Ao tratar da trajetória deste homem notável e da sua produção de conhecimento, dentre elas a narrativa de viagem sobre o continente africano, Della Descrittione dell’Africa et Delle Cose Notabili Che ivi Sono (1526-1528), Sebe Bom Meihy realiza uma leitura que insere a sua pesquisa no âmbito da historiografia dos relatos de viagens, gênero diversificado e descortina também possibilidades para investigações históricas e interdisciplinares (geografia, literatura, escritas de si, entre outros). Para além da reflexão sobre lugares e culturas, o trabalho apresenta elementos para a percepção de dimensões de maior abrangência, quanto à modernidade, ao humanismo e aos renascimentos.

A busca por uma compreensão do homem seiscentista no contexto cultural e comercial é explorada por meio da trajetória e produção intelectual do personagem título, expressando a concepção pluralista do indivíduo moderno, voltado para o mundo, transpondo fronteiras (territoriais e individuais), ainda que muitas vezes comprometido inexoravelmente com a sua fé original, para a qual retorna no fim de sua trajetória de vida.

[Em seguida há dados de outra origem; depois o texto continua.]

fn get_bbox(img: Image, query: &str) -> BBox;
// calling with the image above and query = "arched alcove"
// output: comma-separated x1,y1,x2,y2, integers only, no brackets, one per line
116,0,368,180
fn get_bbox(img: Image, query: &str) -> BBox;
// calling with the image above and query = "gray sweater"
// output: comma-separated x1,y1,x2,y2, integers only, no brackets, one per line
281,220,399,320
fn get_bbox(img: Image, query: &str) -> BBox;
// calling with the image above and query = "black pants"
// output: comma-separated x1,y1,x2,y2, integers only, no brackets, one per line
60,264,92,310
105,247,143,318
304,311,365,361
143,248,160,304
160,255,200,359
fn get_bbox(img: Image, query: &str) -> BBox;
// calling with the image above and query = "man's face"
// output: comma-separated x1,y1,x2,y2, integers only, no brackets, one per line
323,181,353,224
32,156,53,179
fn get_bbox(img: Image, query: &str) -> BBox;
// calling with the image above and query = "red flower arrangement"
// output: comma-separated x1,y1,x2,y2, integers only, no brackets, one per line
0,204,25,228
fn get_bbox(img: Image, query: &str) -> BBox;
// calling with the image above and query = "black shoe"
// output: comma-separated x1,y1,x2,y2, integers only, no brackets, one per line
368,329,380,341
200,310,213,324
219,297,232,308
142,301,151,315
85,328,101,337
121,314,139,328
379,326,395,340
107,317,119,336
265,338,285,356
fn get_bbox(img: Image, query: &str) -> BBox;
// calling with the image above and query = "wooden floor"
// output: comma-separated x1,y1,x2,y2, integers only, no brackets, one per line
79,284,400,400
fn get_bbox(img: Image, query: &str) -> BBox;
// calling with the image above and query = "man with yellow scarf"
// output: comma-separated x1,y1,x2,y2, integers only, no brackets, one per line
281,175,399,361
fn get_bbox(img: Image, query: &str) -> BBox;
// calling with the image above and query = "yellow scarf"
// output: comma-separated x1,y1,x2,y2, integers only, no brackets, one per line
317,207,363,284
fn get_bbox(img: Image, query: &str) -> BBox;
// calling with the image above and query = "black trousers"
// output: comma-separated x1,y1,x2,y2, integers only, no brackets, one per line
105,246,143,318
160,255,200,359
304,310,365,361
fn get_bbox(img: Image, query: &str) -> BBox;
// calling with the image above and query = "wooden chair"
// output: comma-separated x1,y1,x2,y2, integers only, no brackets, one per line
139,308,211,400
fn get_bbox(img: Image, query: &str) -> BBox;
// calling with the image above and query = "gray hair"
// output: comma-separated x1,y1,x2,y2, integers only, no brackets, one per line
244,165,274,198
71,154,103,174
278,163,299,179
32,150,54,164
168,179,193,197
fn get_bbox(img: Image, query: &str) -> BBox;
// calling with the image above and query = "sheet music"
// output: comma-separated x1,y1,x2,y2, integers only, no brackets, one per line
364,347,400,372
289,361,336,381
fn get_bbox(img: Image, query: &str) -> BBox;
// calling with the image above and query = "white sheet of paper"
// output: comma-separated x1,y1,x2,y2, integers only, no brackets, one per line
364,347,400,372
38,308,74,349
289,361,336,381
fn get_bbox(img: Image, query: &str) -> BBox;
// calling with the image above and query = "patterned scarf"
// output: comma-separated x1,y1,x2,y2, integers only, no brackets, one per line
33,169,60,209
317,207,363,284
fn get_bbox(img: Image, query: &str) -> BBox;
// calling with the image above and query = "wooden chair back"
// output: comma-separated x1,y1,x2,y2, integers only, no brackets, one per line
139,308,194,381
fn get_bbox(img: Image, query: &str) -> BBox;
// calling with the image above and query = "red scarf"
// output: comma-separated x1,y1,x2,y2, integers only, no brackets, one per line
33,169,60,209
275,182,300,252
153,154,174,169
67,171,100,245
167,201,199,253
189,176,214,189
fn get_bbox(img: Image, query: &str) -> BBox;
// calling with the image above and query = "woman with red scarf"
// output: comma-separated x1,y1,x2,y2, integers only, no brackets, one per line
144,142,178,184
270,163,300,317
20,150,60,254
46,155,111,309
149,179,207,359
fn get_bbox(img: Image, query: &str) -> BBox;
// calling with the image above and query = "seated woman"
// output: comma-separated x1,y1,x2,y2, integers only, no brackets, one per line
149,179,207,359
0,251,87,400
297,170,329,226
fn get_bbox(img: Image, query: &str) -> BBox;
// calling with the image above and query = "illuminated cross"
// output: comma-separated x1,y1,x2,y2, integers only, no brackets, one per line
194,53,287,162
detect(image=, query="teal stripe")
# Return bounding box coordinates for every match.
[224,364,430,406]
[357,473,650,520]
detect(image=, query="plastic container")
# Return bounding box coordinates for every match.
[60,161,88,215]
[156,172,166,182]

Através de seus escritos e pela sua condição de cativo e viajante e, sobretudo, migrante, Leão Africano é vislumbrado com a agência de interpretar o mundo no espaço por excelência onde ocorrem muitos desses processos: o mar Mediterrâneo. Em seu estudo, Sebe Bom Meihy se detém em uma área denominada de estudos mediterrâneos cuja abrangência é significativa por se dedicar a povos e regiões distintos embora com valores sociais aproximados, ainda que com certa vocação para o eurocentrismo. Analisar algumas dessas sociedades, segundo o historiador, tornaria favorável o entendimento da tradição árabe-muçulmana em Leão Africano. Isto se daria, sobretudo, por meio de dois conceitos: honra e vergonha, tratados por meio dos saberes oferecidos pela antropologia cultural.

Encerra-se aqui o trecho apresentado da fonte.